For the OTSCC cohort, data on cause of death were available, which allowed survival analyses with disease-specific death as outcome. As these analyses censor patients dying of other reasons than the cancer, we believe that they give a more accurate estimation of the prognostic value of the assessed markers than overall survival. This is particularly relevant for cancers where the mean age at diagnosis is relatively high, such as for HNSCC, because this increases the risk of dying of other reasons than the disease during follow-up. The use of different endpoints in the HNSCC and the OTSCC survival analyses may have contributed to the differing results.

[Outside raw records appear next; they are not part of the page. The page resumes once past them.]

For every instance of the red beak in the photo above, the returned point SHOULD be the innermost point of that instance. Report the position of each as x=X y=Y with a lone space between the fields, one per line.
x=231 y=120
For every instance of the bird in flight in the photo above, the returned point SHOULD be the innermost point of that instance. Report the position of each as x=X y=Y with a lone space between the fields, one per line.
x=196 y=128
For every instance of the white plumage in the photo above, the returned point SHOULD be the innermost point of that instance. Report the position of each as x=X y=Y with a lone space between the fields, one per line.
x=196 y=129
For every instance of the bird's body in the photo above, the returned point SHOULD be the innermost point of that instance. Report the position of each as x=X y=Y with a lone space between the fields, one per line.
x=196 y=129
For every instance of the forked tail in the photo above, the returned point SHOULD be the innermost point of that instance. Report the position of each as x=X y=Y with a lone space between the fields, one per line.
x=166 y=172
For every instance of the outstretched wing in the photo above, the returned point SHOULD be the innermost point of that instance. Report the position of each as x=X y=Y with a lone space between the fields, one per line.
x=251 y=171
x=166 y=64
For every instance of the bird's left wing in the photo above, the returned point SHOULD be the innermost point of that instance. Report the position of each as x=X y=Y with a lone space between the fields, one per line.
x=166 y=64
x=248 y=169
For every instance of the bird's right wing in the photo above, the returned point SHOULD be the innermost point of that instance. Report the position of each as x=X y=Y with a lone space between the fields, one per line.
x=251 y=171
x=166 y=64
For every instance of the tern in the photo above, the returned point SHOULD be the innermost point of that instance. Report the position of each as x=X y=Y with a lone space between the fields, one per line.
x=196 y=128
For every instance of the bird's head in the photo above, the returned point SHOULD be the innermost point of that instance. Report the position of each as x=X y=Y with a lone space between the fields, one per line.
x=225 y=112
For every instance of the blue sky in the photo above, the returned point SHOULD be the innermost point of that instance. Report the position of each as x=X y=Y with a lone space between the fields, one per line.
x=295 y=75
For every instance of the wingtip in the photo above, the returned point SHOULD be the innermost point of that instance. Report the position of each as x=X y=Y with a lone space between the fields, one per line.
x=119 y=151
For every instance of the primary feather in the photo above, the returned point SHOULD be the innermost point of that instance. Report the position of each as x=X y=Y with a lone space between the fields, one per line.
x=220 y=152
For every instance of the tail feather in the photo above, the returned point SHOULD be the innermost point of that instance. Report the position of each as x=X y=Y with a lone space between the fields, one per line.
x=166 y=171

Direct comparison of results from gene and protein expression is difficult, as only a small fraction of the RNA will be translated to proteins. The remaining RNA is involved in complex, regulatory processes, which influence the production of proteins. Only recently, the strict classification as coding and non-coding transcripts has been questioned, as bi-functional RNAs with both coding and non-coding roles have been identified [30]. Regulation of coding and non-coding activity can be temporal, and some of our coding target transcripts may harbor non-coding, regulatory functions at specific stages during tumor development, which can affect protein synthesis and cellular function. The complex roles of the transcriptome could partly explain why we found different prognostic value of mRNA and protein of our selected markers. In our OTSCC cohort, CALML5 was the only marker where gene and protein expression were significantly correlated, and LIMA1 even showed a negative, but not significant correlation, indicating regulatory functions for some of our selected transcripts.

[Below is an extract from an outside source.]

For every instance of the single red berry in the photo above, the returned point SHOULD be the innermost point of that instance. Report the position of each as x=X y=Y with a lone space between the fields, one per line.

TCGA reports transcriptional data from tumor tissue, but information on where in the tumor and how the tissue for RNA extraction was selected is limited. As long as microdissection has not been performed, the samples will be a mixture of cancer cells and stromal cells, and the proportion of different cell types will vary dependent on the tumor’s growth pattern and from where in the tumor the sample is taken. Furthermore, the composition of the tumor stroma has important implications for the pathogenesis and prognosis of HNSCC [31,32], and may differ markedly between tumors. The survival analyses in the Pathology Atlas are based on the number of transcripts per patient sample, but the lack of knowledge of which cells have contributed to the transcripts is an important limitation of the method. In an effort to reduce the variation in tumor to stroma ratio between our samples, we placed thick tumor sections on histological glass-slides, and macro dissected out areas rich in cancer cells for RNA extraction. We further selected markers for validation that were associated with the cancer cells. Differences in the extraction procedures and the composition of samples for RNA extraction may have contributed to the lack of coherence between results from the Pathology Atlas and our study. Furthermore, we extracted mRNA from FFPE tissue which will inevitably be degraded. We used extraction procedures and reagents optimized for FFPE tissue, and designed primers with short amplicon length, which showed high amplification efficacy and consistency. However, differences in degradation status and RNA extraction methods may have contributed to the discrepancy in prognostic value between our and the Pathology Atlas cohort.

5. Conclusions

We found that high expression of CALML5 at protein level is an independent positive prognostic factor in OTSCC patients, and announced this protein as an interesting target for further research. The prognostic value of CD59 and LIMA1 reported in the Pathology Atlas could not be validated in our OTSCC cohort, neither at mRNA nor protein level. The well-established prognostic parameters, tumor differentiation and N status [33], were the strongest independent prognosticators in our cohort. Our findings illustrate that unbiased biomarker approaches can be valuable for identification of potential new prognostic markers. However, they also highlight the need for validation in homogenous patient cohorts, adjusting for known risk-factors. Almost 800 transcripts showed significant association with survival of HNSCC in the Pathology Atlas, and although we could only validate one of them in OTSCC, there are many candidates left to assess.